My way Watcher Lord.

I very rarely paint fantasy minatures any more, I kinda lost interrest as I find almost all the rank and file models to be extremely ugly - the character models are still among the best I can find tho, and this one really grabbed me when it first came out.


----------



## enieffac (Nov 24, 2008)

very nice model. Have you considered adding a bowstring and arrow?


----------



## Djinn24 (Jan 12, 2008)

The bow string would add a lot to it for sure, if you have long hair you are golden, if not, ask a female friend for some.

The hood on the cloak looks a bit grainy and is there vents still on the cloak?

Beautifully done none the less, very nice model.


----------



## Liber Heresius (May 10, 2009)

Overall nice painting, it is a stunning model.

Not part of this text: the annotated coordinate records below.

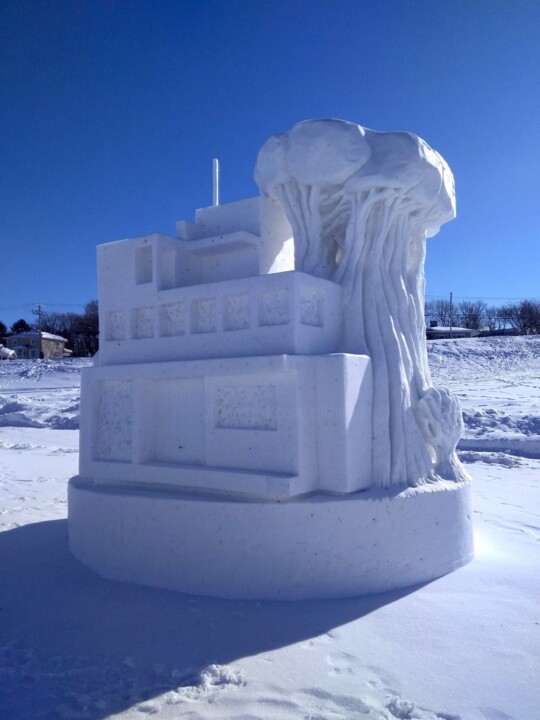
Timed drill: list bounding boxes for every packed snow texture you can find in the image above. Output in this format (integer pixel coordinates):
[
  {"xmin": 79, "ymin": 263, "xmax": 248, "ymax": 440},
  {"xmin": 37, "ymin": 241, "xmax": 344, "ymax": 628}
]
[
  {"xmin": 255, "ymin": 119, "xmax": 466, "ymax": 488},
  {"xmin": 0, "ymin": 338, "xmax": 540, "ymax": 720}
]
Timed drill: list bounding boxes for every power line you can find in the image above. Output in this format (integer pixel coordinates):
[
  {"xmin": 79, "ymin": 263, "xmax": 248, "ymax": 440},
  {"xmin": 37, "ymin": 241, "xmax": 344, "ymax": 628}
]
[{"xmin": 426, "ymin": 295, "xmax": 540, "ymax": 300}]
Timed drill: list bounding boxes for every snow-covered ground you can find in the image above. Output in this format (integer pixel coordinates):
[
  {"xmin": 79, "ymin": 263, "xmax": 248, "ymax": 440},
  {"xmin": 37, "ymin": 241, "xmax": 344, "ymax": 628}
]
[{"xmin": 0, "ymin": 338, "xmax": 540, "ymax": 720}]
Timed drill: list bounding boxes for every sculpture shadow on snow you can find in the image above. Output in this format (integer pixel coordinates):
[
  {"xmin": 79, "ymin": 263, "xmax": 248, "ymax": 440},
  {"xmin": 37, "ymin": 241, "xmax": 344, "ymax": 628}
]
[{"xmin": 0, "ymin": 520, "xmax": 426, "ymax": 720}]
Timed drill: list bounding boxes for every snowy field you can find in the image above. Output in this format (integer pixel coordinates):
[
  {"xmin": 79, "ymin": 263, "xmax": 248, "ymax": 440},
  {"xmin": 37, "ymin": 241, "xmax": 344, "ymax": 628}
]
[{"xmin": 0, "ymin": 338, "xmax": 540, "ymax": 720}]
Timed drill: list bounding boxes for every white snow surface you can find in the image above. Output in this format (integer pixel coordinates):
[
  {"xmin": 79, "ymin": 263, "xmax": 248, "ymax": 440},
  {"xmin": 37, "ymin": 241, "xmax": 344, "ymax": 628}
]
[{"xmin": 0, "ymin": 337, "xmax": 540, "ymax": 720}]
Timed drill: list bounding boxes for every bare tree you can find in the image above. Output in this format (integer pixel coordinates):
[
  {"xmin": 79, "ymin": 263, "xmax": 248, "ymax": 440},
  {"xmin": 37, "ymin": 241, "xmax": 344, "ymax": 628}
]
[
  {"xmin": 500, "ymin": 300, "xmax": 540, "ymax": 335},
  {"xmin": 457, "ymin": 300, "xmax": 487, "ymax": 330}
]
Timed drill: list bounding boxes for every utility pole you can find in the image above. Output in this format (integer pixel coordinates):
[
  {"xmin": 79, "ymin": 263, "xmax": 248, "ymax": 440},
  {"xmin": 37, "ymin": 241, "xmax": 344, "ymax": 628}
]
[
  {"xmin": 212, "ymin": 158, "xmax": 219, "ymax": 207},
  {"xmin": 32, "ymin": 303, "xmax": 43, "ymax": 358}
]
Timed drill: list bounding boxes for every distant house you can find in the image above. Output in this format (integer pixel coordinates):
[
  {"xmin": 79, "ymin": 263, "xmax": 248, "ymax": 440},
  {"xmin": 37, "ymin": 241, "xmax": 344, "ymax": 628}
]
[
  {"xmin": 426, "ymin": 325, "xmax": 478, "ymax": 340},
  {"xmin": 5, "ymin": 330, "xmax": 71, "ymax": 360},
  {"xmin": 0, "ymin": 345, "xmax": 17, "ymax": 360}
]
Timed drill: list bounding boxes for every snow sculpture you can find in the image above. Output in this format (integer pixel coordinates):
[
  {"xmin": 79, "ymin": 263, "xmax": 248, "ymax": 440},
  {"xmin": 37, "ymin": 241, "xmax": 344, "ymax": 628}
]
[
  {"xmin": 255, "ymin": 120, "xmax": 465, "ymax": 488},
  {"xmin": 68, "ymin": 120, "xmax": 472, "ymax": 599}
]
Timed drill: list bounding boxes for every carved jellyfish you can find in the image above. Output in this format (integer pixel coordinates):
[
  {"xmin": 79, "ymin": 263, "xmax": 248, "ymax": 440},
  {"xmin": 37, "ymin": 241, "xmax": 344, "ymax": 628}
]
[{"xmin": 255, "ymin": 120, "xmax": 465, "ymax": 487}]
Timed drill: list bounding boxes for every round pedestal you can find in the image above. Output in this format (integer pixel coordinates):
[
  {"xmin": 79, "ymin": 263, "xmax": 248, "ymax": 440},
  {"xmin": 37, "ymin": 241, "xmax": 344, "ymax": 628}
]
[{"xmin": 68, "ymin": 477, "xmax": 473, "ymax": 600}]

I also like what you've done with the bases (the stepping using 40k bases, etc.).


----------



## Maidel (Jun 28, 2009)

enieffac said:


> very nice model. Have you considered adding a bowstring and arrow?


I had.


Then I needed the money and had to sell him 

But I have a nice pile of pictures of him.





> The bow string would add a lot to it for sure, if you have long hair you are golden, if not, ask a female friend for some.
> 
> The hood on the cloak looks a bit grainy and is there vents still on the cloak?
> 
> Beautifully done none the less, very nice model.


Yea - the hood does look a little grainy - but when viewing the model normally, rather than with a macro photo lense, you couldnt see them.

Vents? You mean flash? There bloody well better not have been.


I want to do this model again for myself this time - I want to know what I should do differently.


----------



## Pherion (Dec 18, 2008)

This looks wonderfull man. Great job.

I'm curious what combinations of colors you used to obtain the color on the thatched clothing. Looks like a dark brown base w/ bleached bone on top? And maybe a wash?


----------



## Djinn24 (Jan 12, 2008)

That is what I am talking about, I see two of them.

Also yeah I know how brutal a macro lense can be.


----------



## Damned Fist (Nov 2, 2007)

Overall it is very well done. (Criticism)No need to repeat what has already been said so..., good job.


----------



## Maidel (Jun 28, 2009)

djinn24 said:


> That is what I am talking about, I see two of them.
> 
> Also yeah I know how brutal a macro lense can be.


 
OUCH!

Id never seen that before... Im so photoshopping that out :biggrin:

Not that I actually own a copy of photoshop... nor do I know how to use it :mrgreen:


Well THIS time, I wont make the same mistake (if I ever get round to doing it after the grey knights and black templars and space wolves and eldar and guard...)


----------



## Maidel (Jun 28, 2009)

Pherion said:


> This looks wonderfull man. Great job.
> 
> I'm curious what combinations of colors you used to obtain the color on the thatched clothing. Looks like a dark brown base w/ bleached bone on top? And maybe a wash?


If memory serves - scorched brown base, very heavy highlight of bestial brown, brown ink wash, then beastial and vomit brown highlights.


If those colours dont exist anymore then sorry - I have a very archaic paint set - including some paints still in the ORIGINAL round paint pots...


----------



## Exitus Acta Probat (Apr 23, 2009)

great job! makes me want to start painting my Wood Elves again...(and fail to get up to that standard again, crying softly in a corner and foregoing all painting until my next new shiney distracts me)


----------